Young Macedonian artist wins World Food Day poster contest honoring food heroes
21 January 2021
Pavel won first prize in the 13–15 age category of FAO’s 2020 global World Food Day Poster Contest.
FAO’s World Food Day 2020 was a global call to thank food heroes – farmers and workers throughout the food supply chain – who, no matter the circumstances, provide food to our communities and beyond. This inspired Pavel Milanovski, a 14-year-old student from North Macedonia, to turn his artistic talent and imagination into a winning poster honoring farmers as #FoodHeroes.
Pavel won first prize in the 13–15 age category of FAO’s 2020 global World Food Day Poster Contest.
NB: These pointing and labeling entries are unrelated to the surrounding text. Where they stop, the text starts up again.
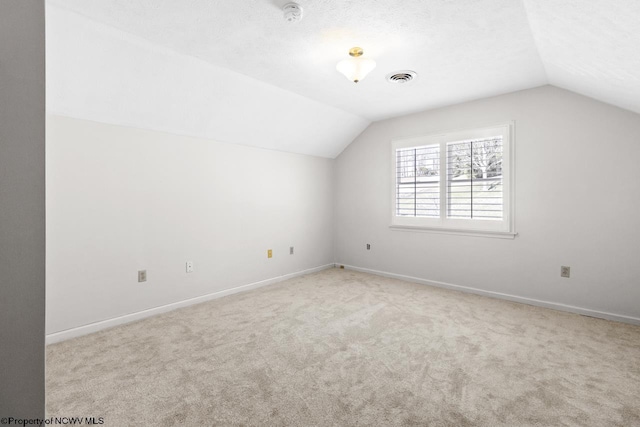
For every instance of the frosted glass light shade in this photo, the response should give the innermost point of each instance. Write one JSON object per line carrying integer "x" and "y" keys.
{"x": 355, "y": 69}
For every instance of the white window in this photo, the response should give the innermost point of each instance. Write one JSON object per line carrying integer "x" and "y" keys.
{"x": 459, "y": 182}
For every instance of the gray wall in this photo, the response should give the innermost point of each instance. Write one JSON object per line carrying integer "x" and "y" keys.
{"x": 22, "y": 208}
{"x": 577, "y": 199}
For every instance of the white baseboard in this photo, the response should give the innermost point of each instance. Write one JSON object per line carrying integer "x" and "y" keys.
{"x": 109, "y": 323}
{"x": 515, "y": 298}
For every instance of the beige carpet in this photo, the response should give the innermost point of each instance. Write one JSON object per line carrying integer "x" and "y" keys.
{"x": 341, "y": 348}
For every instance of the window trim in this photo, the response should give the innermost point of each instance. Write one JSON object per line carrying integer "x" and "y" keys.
{"x": 504, "y": 228}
As a young artist, Pavel has won many national and international artistic contests on the topics of rural life, sustainable living, and care for the environment.
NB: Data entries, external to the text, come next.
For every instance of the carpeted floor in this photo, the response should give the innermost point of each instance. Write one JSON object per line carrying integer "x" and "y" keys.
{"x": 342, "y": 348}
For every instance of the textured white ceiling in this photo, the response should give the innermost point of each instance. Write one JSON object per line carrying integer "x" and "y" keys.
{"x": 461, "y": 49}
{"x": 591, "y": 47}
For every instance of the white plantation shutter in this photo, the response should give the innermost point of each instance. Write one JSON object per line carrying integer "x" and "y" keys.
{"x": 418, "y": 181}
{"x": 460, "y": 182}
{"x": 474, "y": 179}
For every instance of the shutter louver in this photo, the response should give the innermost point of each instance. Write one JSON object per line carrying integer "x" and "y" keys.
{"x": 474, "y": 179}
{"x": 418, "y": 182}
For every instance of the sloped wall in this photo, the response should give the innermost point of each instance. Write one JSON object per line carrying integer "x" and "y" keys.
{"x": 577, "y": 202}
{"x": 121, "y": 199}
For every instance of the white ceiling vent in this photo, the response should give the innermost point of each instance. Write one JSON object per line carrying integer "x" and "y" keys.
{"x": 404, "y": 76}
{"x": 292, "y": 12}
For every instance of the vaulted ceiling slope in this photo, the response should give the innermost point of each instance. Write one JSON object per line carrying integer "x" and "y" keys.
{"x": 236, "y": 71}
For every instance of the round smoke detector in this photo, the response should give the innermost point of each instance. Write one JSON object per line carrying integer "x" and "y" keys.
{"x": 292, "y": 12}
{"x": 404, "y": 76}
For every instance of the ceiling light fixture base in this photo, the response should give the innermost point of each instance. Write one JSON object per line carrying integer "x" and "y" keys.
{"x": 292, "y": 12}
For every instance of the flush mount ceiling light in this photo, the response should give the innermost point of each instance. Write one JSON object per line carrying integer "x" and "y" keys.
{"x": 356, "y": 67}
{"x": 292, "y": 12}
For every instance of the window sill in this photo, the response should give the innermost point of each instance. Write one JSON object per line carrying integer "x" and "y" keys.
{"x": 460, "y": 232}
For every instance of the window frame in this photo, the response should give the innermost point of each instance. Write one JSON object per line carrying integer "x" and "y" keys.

On the question about what inspired him to draw the winning poster, Pavel explained that he was excited to help FAO raise awareness around World Food Day and the important role of food heroes, as well as creating more sustainable food systems, and the simple actions that each one of us can take to grow, nourish, sustain together.
When Pavel was a small child, his parents would often bring him to a nearby village to buy locally-grown fresh produce from a farmer. His was taught that by choosing local, we can help smallholder farmers who produce our food, their local economy, and the environment.
“Respecting food means respecting food workers and the natural resources in our environment,” said Pavel. In his poster, he explains, “A farmer is a superhero and not someone who is struggling to make a living.” Therefore, according to Pavel, “We must not take food and the people that provide it for granted. They should be supported to grow a variety of food to nourish people and sustain our planet.”
Pavel and hundreds of fellow contestants around the world are the champions of FAO's aim to encourage respect for food, the people who produce it, the resources it takes, and, most importantly, those who go without it. Passing on this knowledge to new generations is vital for the future of our food and a Zero Hunger world.